Unlike states like Arizona, where a ballot initiative is directly transcribed into law when approved by the voters, New Jersey required legislative action to apply the results of the referendum on legal weed led in the state last November. New Jerseyans approved the Marijuana Legalization Amendment that was on the ballot with more than 67% of votes expressed in favor. The next months were spent in heated debate on the best way to implement it.
Debates have been raging in New Jersey for the past four months, in particular regarding how testing for marijuana should be handled, how licenses should be issued and how people younger than 21 caught with marijuana should be treated. The latest issue has been a sticking point for Murphy. While the original legislation was available to the governor as early as December, he refused to sign it until changes were applied, in particular regarding penalties for youth—fueled by worries that young people of color could still be arrested for possession under the original proposal.
On February 22, the Democratic-led state Assembly and Senate passed new legislation to reduce the penalties for underage possession of marijuana down to a written warning and potential community service for subsequent violations. Instead, it increases the liability of the adults who provided the minors with the product.
Will of the Voters
“We are fulfilling the will of the voters by allowing adult-use cannabis, while having in place common-sense measures to deter its use among kids,” said Gov. Murphy. “This process has taken much longer than anticipated, but certainly, it is better to get things right than fast.” Phil Murphy had been advocating for legal marijuana for years; it was a campaign promise he tried to accomplish since his election in 2018. This new law marks the end of a years-long saga that ended with legal adult-use weed for his state and a greatly increased pressure to follow for neighboring New York state.
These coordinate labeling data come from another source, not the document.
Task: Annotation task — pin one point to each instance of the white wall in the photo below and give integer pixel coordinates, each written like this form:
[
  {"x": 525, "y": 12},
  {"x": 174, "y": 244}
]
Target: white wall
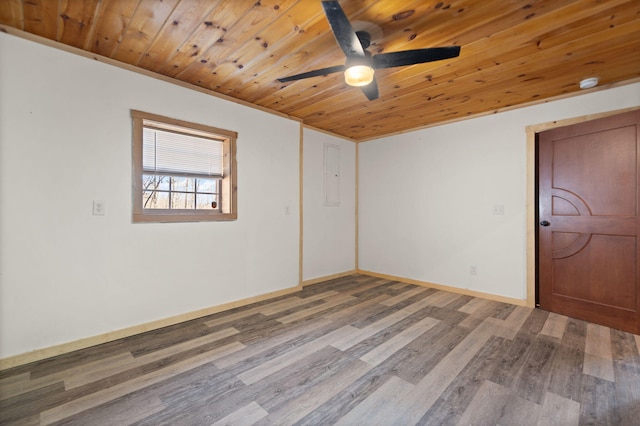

The state’s Attorney General called for the suspension of all marijuana possession cases as early as November, and the substance is now officially legal. It might take months for marijuana to be legally available in retail before a few more months, as the state was just able to take its first step towards regulating the now-legal cannabis market. However, until then, marijuana possession arrests can be put aside, and the livelihoods of thousands upon thousands of nonviolent drug offenders in New Jersey will be spared.